Boy do I completely understand the "jailer" concept. My H's first return home was during Christmas. I used the same metaphor, it was if I were the jailer keeping him from his true love. This made for a very unhappy Christmas. The 2nd time he came home was immediately after the baby was born. Both times I asked him to leave after I had discovered that he was contacting the OW. The first time I "forced" his move back home (by threatening divorce). The second time he moved back due to the baby but made it clear he wasn't there as my husband but as my helper. If I had any piece of advice it would be to not try and force anything because it might backfire like mine did.

If you're not ready for Plan B, then by all means, do Plan A to the hilt. I had to go to Plan B because I was becoming soooo resentful of being used despite the pleasure I take in spending time with him. Also I truly believe that there had become little motivation on his part to change the current situation. He truly is having his cake and eating it too. The most difficult part is knowing that at least in the short term this is going to drive him into the arms of the OW. But I keep telling myself that unless there is a genuine and strong committment on his part to break from her, that it was going to happen in the future anyway. Only do Plan B when you are ready. I've made several failed attempts at this and I think it has ruined my credibility - my H knows I'll cave.
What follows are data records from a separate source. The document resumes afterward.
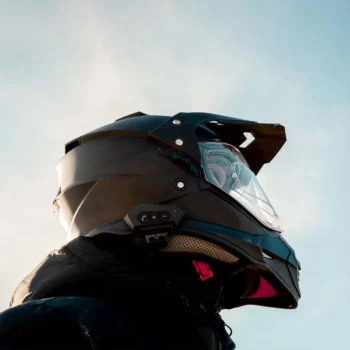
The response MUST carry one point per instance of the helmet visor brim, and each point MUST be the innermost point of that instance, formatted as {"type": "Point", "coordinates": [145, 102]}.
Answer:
{"type": "Point", "coordinates": [225, 167]}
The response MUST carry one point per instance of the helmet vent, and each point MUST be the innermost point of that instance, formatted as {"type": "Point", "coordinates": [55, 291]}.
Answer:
{"type": "Point", "coordinates": [194, 245]}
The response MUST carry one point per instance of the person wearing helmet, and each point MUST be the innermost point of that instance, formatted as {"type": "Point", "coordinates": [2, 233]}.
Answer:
{"type": "Point", "coordinates": [167, 225]}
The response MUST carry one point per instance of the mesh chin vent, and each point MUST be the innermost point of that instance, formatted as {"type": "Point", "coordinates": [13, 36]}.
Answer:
{"type": "Point", "coordinates": [194, 245]}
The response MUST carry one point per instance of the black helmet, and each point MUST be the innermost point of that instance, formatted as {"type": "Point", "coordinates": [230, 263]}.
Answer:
{"type": "Point", "coordinates": [187, 182]}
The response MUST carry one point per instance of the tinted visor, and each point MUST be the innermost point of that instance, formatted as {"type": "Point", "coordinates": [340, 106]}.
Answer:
{"type": "Point", "coordinates": [225, 167]}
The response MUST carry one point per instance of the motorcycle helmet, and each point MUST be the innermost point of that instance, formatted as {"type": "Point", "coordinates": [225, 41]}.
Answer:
{"type": "Point", "coordinates": [185, 184]}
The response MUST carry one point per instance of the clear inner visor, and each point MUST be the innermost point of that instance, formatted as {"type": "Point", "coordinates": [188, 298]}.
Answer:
{"type": "Point", "coordinates": [225, 167]}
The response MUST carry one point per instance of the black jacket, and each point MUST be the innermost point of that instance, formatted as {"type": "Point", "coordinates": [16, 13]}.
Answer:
{"type": "Point", "coordinates": [84, 297]}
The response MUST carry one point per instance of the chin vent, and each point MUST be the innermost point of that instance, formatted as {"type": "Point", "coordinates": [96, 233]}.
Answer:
{"type": "Point", "coordinates": [194, 245]}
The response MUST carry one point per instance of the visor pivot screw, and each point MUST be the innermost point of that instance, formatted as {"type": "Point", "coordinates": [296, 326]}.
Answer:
{"type": "Point", "coordinates": [180, 184]}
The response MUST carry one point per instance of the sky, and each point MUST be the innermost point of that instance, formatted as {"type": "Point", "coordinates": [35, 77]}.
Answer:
{"type": "Point", "coordinates": [67, 68]}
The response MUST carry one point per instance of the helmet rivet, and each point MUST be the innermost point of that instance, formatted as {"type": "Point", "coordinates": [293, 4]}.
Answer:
{"type": "Point", "coordinates": [180, 184]}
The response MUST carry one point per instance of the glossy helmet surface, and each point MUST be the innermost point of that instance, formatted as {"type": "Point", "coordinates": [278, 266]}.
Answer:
{"type": "Point", "coordinates": [142, 159]}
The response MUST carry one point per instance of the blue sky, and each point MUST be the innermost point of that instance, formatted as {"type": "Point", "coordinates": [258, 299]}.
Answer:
{"type": "Point", "coordinates": [69, 67]}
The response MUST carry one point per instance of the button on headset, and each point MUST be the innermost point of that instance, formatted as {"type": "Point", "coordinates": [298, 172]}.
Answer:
{"type": "Point", "coordinates": [143, 217]}
{"type": "Point", "coordinates": [154, 217]}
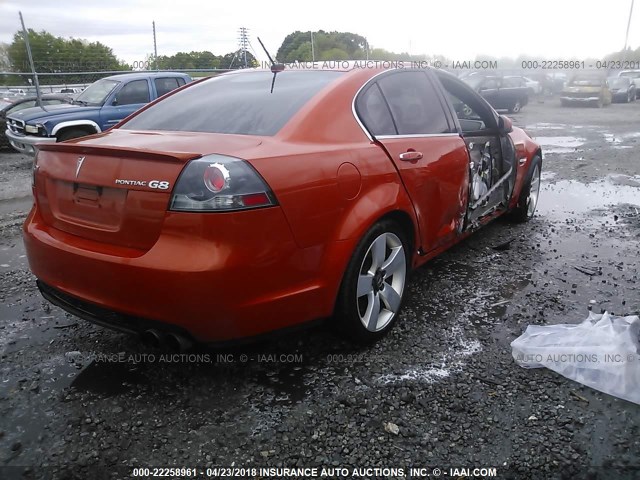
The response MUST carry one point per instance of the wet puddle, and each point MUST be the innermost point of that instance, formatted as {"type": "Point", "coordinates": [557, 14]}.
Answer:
{"type": "Point", "coordinates": [563, 198]}
{"type": "Point", "coordinates": [559, 144]}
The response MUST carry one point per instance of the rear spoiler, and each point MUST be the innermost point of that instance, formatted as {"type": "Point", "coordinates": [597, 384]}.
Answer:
{"type": "Point", "coordinates": [112, 151]}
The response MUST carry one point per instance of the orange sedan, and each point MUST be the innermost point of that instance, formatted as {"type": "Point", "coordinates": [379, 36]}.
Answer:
{"type": "Point", "coordinates": [258, 200]}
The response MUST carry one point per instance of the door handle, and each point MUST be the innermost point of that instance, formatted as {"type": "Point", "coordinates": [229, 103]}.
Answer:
{"type": "Point", "coordinates": [411, 156]}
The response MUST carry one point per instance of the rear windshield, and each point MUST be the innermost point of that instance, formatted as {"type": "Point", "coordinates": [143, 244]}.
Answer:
{"type": "Point", "coordinates": [238, 103]}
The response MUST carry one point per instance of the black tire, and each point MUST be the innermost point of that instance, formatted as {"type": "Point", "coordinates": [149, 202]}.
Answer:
{"type": "Point", "coordinates": [71, 133]}
{"type": "Point", "coordinates": [522, 211]}
{"type": "Point", "coordinates": [351, 309]}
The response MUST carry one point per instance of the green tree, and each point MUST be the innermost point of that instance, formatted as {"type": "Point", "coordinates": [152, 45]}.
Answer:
{"type": "Point", "coordinates": [296, 47]}
{"type": "Point", "coordinates": [59, 55]}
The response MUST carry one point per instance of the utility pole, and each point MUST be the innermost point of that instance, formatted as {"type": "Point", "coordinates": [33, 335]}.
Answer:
{"type": "Point", "coordinates": [155, 46]}
{"type": "Point", "coordinates": [243, 43]}
{"type": "Point", "coordinates": [626, 37]}
{"type": "Point", "coordinates": [25, 34]}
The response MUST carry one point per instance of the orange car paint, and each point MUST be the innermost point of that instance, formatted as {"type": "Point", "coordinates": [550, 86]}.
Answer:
{"type": "Point", "coordinates": [223, 276]}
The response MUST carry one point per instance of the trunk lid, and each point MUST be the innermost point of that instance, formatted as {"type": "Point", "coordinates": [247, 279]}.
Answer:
{"type": "Point", "coordinates": [115, 188]}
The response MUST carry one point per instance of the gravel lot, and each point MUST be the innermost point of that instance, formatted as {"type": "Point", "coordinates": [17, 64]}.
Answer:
{"type": "Point", "coordinates": [442, 390]}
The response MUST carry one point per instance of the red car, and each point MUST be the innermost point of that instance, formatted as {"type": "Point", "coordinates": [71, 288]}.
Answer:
{"type": "Point", "coordinates": [255, 201]}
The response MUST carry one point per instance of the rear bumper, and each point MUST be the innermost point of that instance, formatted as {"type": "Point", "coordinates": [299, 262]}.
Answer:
{"type": "Point", "coordinates": [201, 278]}
{"type": "Point", "coordinates": [26, 144]}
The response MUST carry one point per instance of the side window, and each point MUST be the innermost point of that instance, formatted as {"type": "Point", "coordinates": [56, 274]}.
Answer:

So this time, I can't.

Also, one other thing that I learned...for some reason I expected my H to respect my Plan B wishes (i.e. he would not contact me other than to talk about the children and would not come to the house to hang out) but I'm finding out that I have to enforce this as well. He calls me and I have to be the one to either not take the call or cut him off if he starts to chat with me. It all feels so wrong. But as Dr. Phil says "He's doing it BECAUSE HE CAN." The time is right for me now.